Some of these changes are visible to us now as we help our customers with 5G technology. Of course, they all want to measure their radios or the speed of their fiber-optic systems and data centers. However, we also get questions like: How can I validate what I am providing in my SLA with my customer? What is causing the problems with voice quality? How can we ensure mobile games run properly in the network and on specific mobile devices? What level of security can be guaranteed?
6G will drive new technical demands in five major areas:
- Next-generation radio in all bands plus the addition of bands above 100GHz. Includes new technology to improve spectral and energy efficiency <8GHz, generational improvements in 20-70GHz mmWave, and adding Sub-THz (100-1000 GHz) for communications, sensing, and imaging.
- Integrated heterogeneous multi-radio access technology (RAT) systems - Seamless and intelligent use of 6G radio systems with non-terrestrial networks as well as legacy wireless systems, personal area networks, and near field communication (NFC).

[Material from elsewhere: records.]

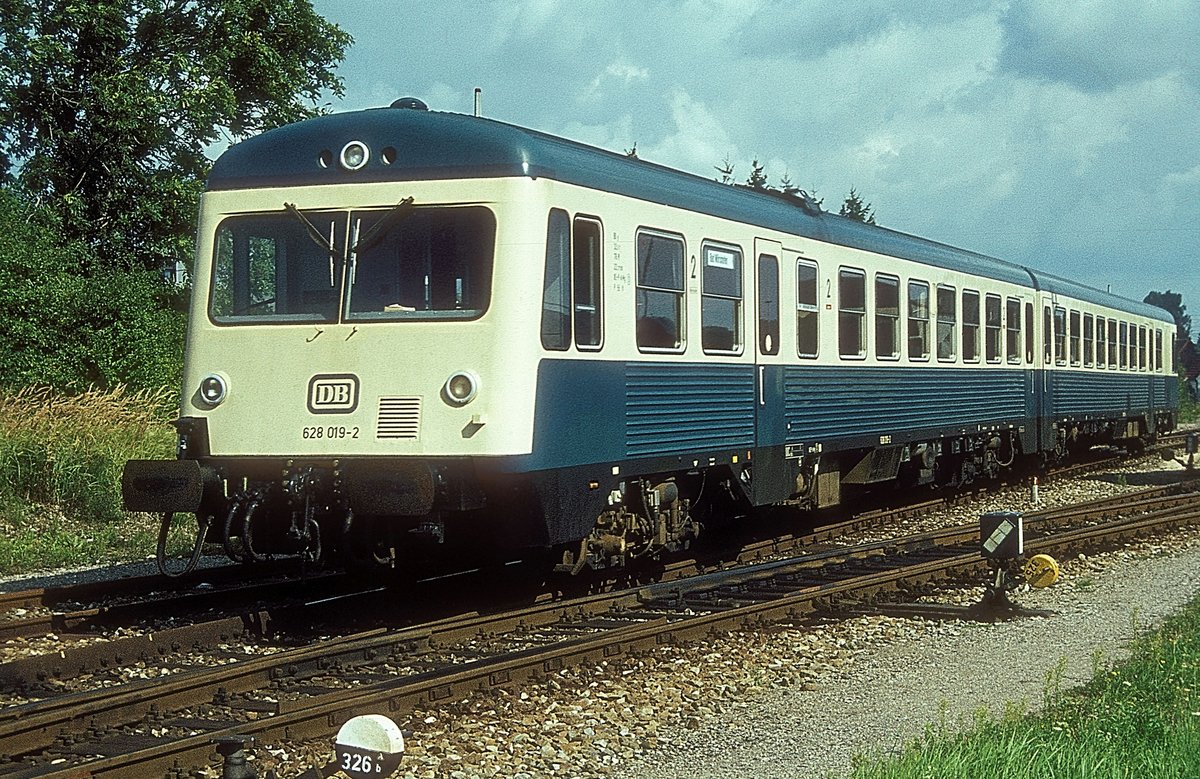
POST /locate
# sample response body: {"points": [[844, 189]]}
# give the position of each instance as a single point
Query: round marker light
{"points": [[461, 388], [354, 155], [214, 389]]}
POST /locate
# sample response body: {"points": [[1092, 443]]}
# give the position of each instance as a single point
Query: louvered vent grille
{"points": [[399, 418]]}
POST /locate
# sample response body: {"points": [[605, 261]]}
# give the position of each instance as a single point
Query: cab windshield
{"points": [[369, 264]]}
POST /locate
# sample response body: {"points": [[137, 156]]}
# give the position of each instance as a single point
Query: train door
{"points": [[772, 480]]}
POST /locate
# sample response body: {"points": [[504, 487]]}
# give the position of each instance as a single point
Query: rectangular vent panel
{"points": [[400, 418]]}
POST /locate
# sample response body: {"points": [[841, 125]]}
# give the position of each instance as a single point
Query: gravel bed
{"points": [[807, 701]]}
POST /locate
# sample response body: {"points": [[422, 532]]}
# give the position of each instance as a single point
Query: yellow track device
{"points": [[1042, 570]]}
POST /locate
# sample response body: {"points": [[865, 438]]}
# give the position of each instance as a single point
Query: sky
{"points": [[1063, 135]]}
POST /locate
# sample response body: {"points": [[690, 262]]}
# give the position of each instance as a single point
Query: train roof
{"points": [[409, 144]]}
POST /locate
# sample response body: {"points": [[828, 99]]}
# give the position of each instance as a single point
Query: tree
{"points": [[786, 186], [107, 107], [856, 209], [71, 330], [1173, 303], [757, 179], [725, 169]]}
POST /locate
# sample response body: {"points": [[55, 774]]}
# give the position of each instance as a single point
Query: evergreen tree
{"points": [[757, 179], [856, 209]]}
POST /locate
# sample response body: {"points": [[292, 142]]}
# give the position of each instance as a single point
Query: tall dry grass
{"points": [[67, 450]]}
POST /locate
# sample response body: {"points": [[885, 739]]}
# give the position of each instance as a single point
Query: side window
{"points": [[1029, 334], [887, 317], [1060, 335], [1013, 330], [556, 288], [947, 322], [720, 305], [851, 312], [807, 311], [768, 304], [1089, 340], [586, 283], [659, 295], [970, 325], [918, 321], [1075, 339], [991, 329]]}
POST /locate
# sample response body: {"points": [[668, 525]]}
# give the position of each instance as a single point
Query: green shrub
{"points": [[72, 322]]}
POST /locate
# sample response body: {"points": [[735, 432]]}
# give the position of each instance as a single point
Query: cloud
{"points": [[810, 29], [623, 75], [696, 141], [1097, 45]]}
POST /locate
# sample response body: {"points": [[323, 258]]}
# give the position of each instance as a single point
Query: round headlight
{"points": [[461, 388], [354, 155], [214, 389]]}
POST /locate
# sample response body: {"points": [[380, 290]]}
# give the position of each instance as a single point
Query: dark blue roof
{"points": [[441, 145]]}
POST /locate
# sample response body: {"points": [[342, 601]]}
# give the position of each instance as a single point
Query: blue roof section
{"points": [[443, 145], [1059, 286]]}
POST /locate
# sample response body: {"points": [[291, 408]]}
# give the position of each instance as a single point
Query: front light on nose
{"points": [[354, 155], [461, 388], [214, 389]]}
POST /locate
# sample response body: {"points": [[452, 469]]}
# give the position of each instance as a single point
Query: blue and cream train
{"points": [[417, 333]]}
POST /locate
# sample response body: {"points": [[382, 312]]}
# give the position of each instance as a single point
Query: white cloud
{"points": [[623, 75]]}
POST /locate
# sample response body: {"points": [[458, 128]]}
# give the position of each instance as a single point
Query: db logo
{"points": [[333, 394]]}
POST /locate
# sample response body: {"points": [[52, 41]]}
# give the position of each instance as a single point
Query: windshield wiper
{"points": [[397, 213], [313, 233]]}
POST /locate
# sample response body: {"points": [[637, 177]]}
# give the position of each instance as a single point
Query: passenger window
{"points": [[768, 304], [1029, 334], [1013, 330], [851, 312], [659, 295], [1060, 335], [918, 321], [887, 317], [991, 327], [720, 306], [970, 325], [947, 322], [1089, 340], [1075, 339], [556, 288], [807, 311], [586, 283]]}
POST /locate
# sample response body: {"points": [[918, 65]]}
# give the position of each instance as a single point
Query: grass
{"points": [[1140, 718], [60, 472]]}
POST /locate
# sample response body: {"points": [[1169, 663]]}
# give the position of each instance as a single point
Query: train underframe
{"points": [[420, 516]]}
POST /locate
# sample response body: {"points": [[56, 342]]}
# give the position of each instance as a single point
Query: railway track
{"points": [[169, 725]]}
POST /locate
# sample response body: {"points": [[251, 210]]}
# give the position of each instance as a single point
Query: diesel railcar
{"points": [[418, 335]]}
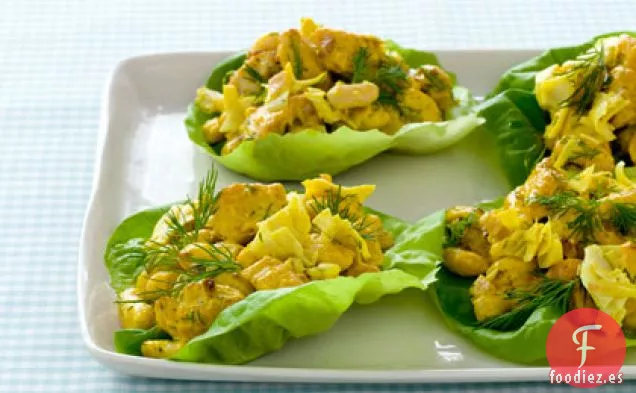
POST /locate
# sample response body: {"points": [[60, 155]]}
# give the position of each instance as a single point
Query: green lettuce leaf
{"points": [[265, 320], [514, 117], [308, 153], [124, 254], [129, 341], [526, 345]]}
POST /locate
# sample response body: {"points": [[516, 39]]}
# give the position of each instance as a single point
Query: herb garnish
{"points": [[591, 76], [455, 230], [165, 257], [589, 217], [587, 220], [623, 217], [254, 74], [343, 206], [390, 78], [360, 65], [547, 293], [298, 61]]}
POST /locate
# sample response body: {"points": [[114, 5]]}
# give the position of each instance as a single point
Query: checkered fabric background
{"points": [[54, 58]]}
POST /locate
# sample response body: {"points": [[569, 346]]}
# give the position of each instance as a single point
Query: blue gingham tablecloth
{"points": [[54, 58]]}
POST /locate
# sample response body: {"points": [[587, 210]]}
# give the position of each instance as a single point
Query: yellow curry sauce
{"points": [[205, 255], [574, 219], [319, 78]]}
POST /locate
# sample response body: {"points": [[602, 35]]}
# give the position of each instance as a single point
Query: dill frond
{"points": [[454, 232], [251, 71], [360, 65], [623, 217], [547, 293], [590, 74], [587, 219], [344, 206]]}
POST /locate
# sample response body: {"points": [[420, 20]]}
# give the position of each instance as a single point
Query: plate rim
{"points": [[158, 368]]}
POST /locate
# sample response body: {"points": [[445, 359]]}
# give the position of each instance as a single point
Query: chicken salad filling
{"points": [[320, 78], [214, 251], [566, 236]]}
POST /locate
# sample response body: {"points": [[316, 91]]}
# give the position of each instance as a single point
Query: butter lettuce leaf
{"points": [[265, 320], [310, 152], [513, 115]]}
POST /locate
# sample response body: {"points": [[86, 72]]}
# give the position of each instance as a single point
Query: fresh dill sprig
{"points": [[587, 219], [184, 230], [623, 217], [584, 151], [254, 74], [343, 206], [455, 230], [391, 78], [227, 76], [260, 97], [220, 261], [360, 65], [201, 209], [298, 60], [547, 293], [434, 79], [591, 75]]}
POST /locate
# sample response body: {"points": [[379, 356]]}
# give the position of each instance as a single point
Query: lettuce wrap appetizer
{"points": [[565, 237], [230, 276], [317, 100]]}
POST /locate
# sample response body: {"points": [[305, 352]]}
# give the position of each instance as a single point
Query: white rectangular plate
{"points": [[145, 159]]}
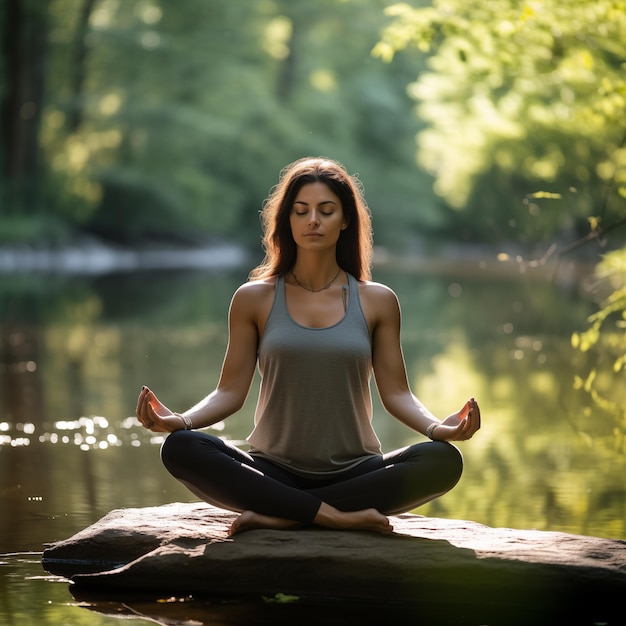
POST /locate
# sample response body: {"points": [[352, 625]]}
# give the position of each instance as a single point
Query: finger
{"points": [[476, 413], [140, 398]]}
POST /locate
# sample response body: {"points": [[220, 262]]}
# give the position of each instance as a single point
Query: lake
{"points": [[76, 348]]}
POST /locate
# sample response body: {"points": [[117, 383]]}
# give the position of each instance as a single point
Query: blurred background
{"points": [[139, 139]]}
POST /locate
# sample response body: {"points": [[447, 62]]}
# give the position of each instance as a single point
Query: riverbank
{"points": [[93, 256]]}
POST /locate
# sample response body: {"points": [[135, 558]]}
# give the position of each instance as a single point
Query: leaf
{"points": [[545, 194]]}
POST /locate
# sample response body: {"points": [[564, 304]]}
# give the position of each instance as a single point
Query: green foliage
{"points": [[164, 118], [605, 340], [520, 96]]}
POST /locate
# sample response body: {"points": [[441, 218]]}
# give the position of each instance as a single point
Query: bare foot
{"points": [[366, 519], [250, 520]]}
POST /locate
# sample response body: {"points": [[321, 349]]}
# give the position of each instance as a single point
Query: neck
{"points": [[315, 281]]}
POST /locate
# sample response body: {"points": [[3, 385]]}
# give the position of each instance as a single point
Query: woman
{"points": [[316, 327]]}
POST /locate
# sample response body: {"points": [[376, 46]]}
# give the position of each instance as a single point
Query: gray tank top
{"points": [[314, 412]]}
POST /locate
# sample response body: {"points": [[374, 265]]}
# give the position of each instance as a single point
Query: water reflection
{"points": [[74, 353]]}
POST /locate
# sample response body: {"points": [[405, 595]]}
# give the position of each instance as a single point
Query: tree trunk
{"points": [[24, 48]]}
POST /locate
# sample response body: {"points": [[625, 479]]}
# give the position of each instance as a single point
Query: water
{"points": [[75, 351]]}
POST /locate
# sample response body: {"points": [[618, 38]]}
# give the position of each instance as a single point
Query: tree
{"points": [[24, 35], [521, 97]]}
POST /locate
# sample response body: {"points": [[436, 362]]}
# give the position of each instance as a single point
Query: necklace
{"points": [[326, 286]]}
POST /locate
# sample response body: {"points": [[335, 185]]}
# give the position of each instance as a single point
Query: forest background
{"points": [[485, 123]]}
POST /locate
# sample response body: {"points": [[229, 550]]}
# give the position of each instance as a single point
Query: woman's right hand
{"points": [[154, 415]]}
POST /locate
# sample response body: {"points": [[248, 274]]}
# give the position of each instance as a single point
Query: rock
{"points": [[446, 565]]}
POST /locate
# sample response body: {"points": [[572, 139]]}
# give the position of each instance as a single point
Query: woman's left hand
{"points": [[461, 425], [154, 415]]}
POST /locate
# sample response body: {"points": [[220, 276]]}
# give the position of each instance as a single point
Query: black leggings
{"points": [[229, 478]]}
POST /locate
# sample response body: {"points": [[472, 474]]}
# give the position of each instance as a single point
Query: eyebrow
{"points": [[320, 204]]}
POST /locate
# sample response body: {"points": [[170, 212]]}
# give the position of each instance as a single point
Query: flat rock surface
{"points": [[447, 565]]}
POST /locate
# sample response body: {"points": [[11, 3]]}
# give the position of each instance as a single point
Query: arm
{"points": [[383, 310], [235, 378]]}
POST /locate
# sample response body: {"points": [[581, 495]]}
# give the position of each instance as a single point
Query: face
{"points": [[316, 217]]}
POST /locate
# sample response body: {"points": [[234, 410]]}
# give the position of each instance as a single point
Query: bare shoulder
{"points": [[378, 301], [256, 289], [377, 293], [254, 299]]}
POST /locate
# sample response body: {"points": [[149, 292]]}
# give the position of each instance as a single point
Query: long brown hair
{"points": [[355, 244]]}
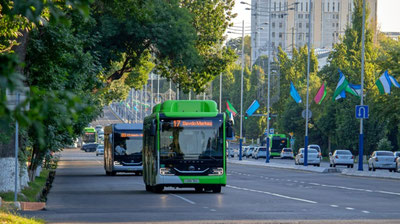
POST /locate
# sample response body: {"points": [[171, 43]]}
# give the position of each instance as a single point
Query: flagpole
{"points": [[269, 76], [361, 137], [308, 85], [241, 97]]}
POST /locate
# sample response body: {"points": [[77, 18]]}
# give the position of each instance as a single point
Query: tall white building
{"points": [[290, 22]]}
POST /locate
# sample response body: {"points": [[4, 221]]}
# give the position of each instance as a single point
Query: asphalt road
{"points": [[82, 193]]}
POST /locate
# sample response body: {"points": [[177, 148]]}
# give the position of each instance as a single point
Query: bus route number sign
{"points": [[126, 135], [192, 123]]}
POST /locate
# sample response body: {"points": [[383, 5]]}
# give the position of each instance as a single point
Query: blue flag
{"points": [[294, 93], [253, 107]]}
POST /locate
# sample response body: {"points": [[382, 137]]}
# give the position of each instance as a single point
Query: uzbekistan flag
{"points": [[320, 94], [385, 83], [230, 108]]}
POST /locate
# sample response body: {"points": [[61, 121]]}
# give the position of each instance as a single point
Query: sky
{"points": [[388, 15]]}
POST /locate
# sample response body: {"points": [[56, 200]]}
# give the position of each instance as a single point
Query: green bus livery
{"points": [[277, 143], [89, 135], [184, 146]]}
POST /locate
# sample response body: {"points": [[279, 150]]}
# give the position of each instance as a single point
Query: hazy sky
{"points": [[388, 15]]}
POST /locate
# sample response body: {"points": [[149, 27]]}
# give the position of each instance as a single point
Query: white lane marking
{"points": [[388, 192], [185, 199], [273, 194]]}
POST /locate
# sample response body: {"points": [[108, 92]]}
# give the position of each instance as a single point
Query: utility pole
{"points": [[361, 137], [269, 78], [308, 84], [241, 97]]}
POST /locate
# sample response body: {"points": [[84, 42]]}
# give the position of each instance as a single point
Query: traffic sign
{"points": [[362, 111], [303, 114]]}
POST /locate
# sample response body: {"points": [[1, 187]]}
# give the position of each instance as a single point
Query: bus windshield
{"points": [[89, 137], [128, 143], [191, 139]]}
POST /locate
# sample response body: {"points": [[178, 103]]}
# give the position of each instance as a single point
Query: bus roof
{"points": [[89, 129], [187, 108], [125, 127]]}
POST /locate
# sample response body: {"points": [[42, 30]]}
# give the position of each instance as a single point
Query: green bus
{"points": [[276, 143], [89, 135], [184, 146]]}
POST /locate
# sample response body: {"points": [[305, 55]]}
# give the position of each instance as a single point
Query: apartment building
{"points": [[290, 22]]}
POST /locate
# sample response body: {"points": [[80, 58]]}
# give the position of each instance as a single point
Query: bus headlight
{"points": [[217, 171], [166, 171]]}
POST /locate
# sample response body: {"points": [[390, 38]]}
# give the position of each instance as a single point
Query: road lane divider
{"points": [[185, 199], [272, 194]]}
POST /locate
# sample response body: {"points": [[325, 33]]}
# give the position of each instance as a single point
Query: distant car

- Time engineering in networks: Further reduce latency, add predictable and programmable latency for precise-time applications.
- AI-based networking: The use of artificial intelligence (AI) to optimize real-time network operations and performance. Also, the connectivity and sharing of pervasively distributed AI data, models, and knowledge.
- Advanced security: Pervasive application of security technology for privacy, attack prevention, attack detection, attack resilience, and recovery in a zero-trust environment.
All but the first of these will have to be validated from the physical level to the system level. My predictions that some system-level testing will be dictated by policy requirements are sometimes dismissed by my colleagues. As mentioned above, governments around the world are engaged in intense dialog on 5G as it relates to security and national interests. Regional and community governments are developing local ordinance related to mobile device usage, cell siting, and electromagnetic exposure. Also, earlier in the 5G lifecycle than in previous generations, departments of defense are exploring the use of 5G for their needs.
If you still have your doubts about the impact of policy, consider early radio history: the universal call of distress: S-O-S (Morse code …---…) was not always the standard. These three symbols, which were chosen because of their simplicity and ease of distinction, were standardized at the International Radio Telegraph Convention of Berlin in 1906. The Titanic disaster in 1912 led to the standardization of not only a common distress radio channel (500KHz (λ=600m)) but also international maritime law stipulating that all shipboard radio telegraph offices had to be staffed at all times. So, we have early policy already dictating 1) message types, 2) radio channels, and 3) behavior. There are many additional examples since then, and with radio systems a fundamental part of society, we can expect to see more.
Roger Nichols is 5G and 6G Program Manager at Keysight Technologies.